3Y-TZP substrates were cleaned and dried. Micropatterned silica coatings (mpSiO 2 ) were prepared by pouring (40 ul) the sol on the PDMS mold and then pressing against the substrate ( Fig. 1 g). After drying for 2 h, the mold was removed ( Fig. 1 h). This technique is a modification of the pioneering work by Marzolin et al. . Afterwards, the samples were evaluated under light microscopy, and then sintered at 500 °C for 60 min to produce micropatterned silica coating on 3Y-TZP substrates. The samples were characterized post-sintering via SEM.
2.3
Cell culture
MG63 cells (ATCC, USA) were cultured in α-minimal essential medium (α-MEM, Sigma, USA) containing 10% fetal bovine serum (ATCC, USA), penicillin–streptomycin (100 IU/ml and 10 mg/ml, respectively) (Sigma), gentamicin–amphotericin B (10 μg/ml and 0.25 μg/ml, Invitrogen, USA), ascorbic acid (50 μg/ml, Sigma), and l -glutamine (2 mM, Sigma). The cells were seeded at a density of 2 × 10 4 cells/cm 2 on bare and silica coated (micropatterned and flat) zirconia and control group samples (tissue culture-treated polystyrene, TCP). All cultures were incubated for 3 different time points (1, 4 and 7 d). Then, the cells were washed twice with 37 °C PBS, fixed in 10% (v/v) neutral buffered formalin (Ted Pella, USA) for 15 min, and prepared for SEM and epifluorescence microscopy.
2.4
Morphology and proliferation
For morphology evaluation via MIF (Eclipse TE2000-5, Nikon, Japan), the cells were washed and permeabilized with 0.1% (v/v) Triton X-100 for 30 min. F-actin filaments were stained using alexafluor phalloidin (Invitrogen, USA) for 30 min. Nuclei were stained with a buffer of propidium iodide and RNase (BD Pharmigen, USA) at 4 °C for 15 min and washed with PBS.

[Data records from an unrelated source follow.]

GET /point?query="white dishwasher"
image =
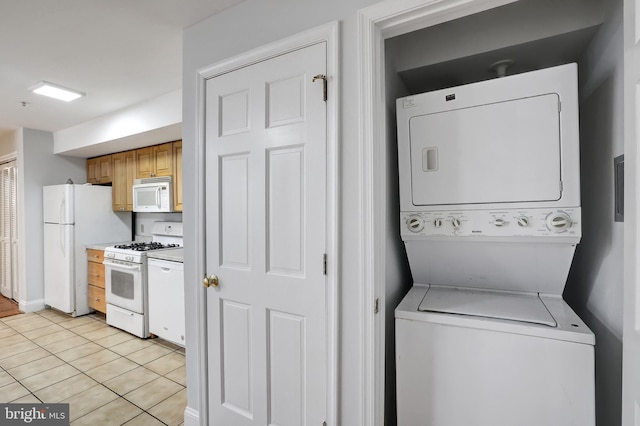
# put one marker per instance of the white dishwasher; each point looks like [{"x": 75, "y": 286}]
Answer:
[{"x": 166, "y": 300}]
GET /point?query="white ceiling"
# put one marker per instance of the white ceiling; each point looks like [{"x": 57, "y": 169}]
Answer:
[{"x": 118, "y": 52}]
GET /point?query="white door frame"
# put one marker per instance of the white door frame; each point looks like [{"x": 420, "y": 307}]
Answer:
[
  {"x": 329, "y": 34},
  {"x": 375, "y": 24}
]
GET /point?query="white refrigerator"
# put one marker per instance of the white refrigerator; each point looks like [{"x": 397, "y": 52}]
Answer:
[{"x": 75, "y": 216}]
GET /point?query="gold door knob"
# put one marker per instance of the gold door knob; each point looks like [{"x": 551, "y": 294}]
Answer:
[{"x": 210, "y": 281}]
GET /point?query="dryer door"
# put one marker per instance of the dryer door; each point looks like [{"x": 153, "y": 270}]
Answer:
[{"x": 491, "y": 153}]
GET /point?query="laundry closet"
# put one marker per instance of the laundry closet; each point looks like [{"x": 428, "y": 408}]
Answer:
[{"x": 517, "y": 38}]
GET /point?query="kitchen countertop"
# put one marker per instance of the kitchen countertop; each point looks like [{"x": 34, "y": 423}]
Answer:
[
  {"x": 173, "y": 255},
  {"x": 101, "y": 246}
]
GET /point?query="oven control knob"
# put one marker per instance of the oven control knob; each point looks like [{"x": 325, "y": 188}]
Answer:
[
  {"x": 558, "y": 222},
  {"x": 415, "y": 224}
]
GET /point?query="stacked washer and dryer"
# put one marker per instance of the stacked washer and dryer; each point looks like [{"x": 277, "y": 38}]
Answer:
[{"x": 490, "y": 218}]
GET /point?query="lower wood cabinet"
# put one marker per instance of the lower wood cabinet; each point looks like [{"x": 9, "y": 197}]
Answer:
[{"x": 95, "y": 280}]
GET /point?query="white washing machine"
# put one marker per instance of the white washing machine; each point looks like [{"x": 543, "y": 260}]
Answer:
[{"x": 490, "y": 218}]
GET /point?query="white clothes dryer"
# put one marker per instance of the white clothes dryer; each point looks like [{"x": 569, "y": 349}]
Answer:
[{"x": 490, "y": 217}]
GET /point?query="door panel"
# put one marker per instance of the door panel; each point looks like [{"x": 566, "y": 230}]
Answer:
[
  {"x": 266, "y": 233},
  {"x": 631, "y": 331}
]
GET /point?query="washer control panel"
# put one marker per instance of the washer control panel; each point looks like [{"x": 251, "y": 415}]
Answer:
[{"x": 492, "y": 223}]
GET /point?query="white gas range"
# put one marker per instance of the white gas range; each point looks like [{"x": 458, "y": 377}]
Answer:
[{"x": 126, "y": 284}]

For morphology evaluation via SEM, the cells were dehydrated in graded ethanol and hexamethyldisilazane (HMDS, Ted Pella, USA) solutions (50–100%), respectively . The samples were then gold-coated and visualized by SEM.
2.5
Viability/proliferation
Proliferation was evaluated using the alamar blue assay, a simple, non-reactive assay based on the oxidation–reduction of resuzarim, a non-fluorescent blue component that is reduced by living cells to a fluorescent pink component. Briefly, fresh medium with 10% alamar blue (v/v) (Sigma) was added, and incubated for 3 h. 100 μl of the medium was then transferred to a 96-well plate and a microplate reader (Infinite F-500, Tecan Trading AG, Switzerland) was used to quantify the fluorescence (at 535 nm excitation wavelength and 590 emission wavelength).
All cell culture experiments were carried out in duplicated ( n = 3) and results were expressed in relative to TCP Statistical analysis of the viability/metabolic activity was performed using one-way ANOVA/Tukey HSD post hoc test. Levels of p < 0.05 were considered to be statistically significant.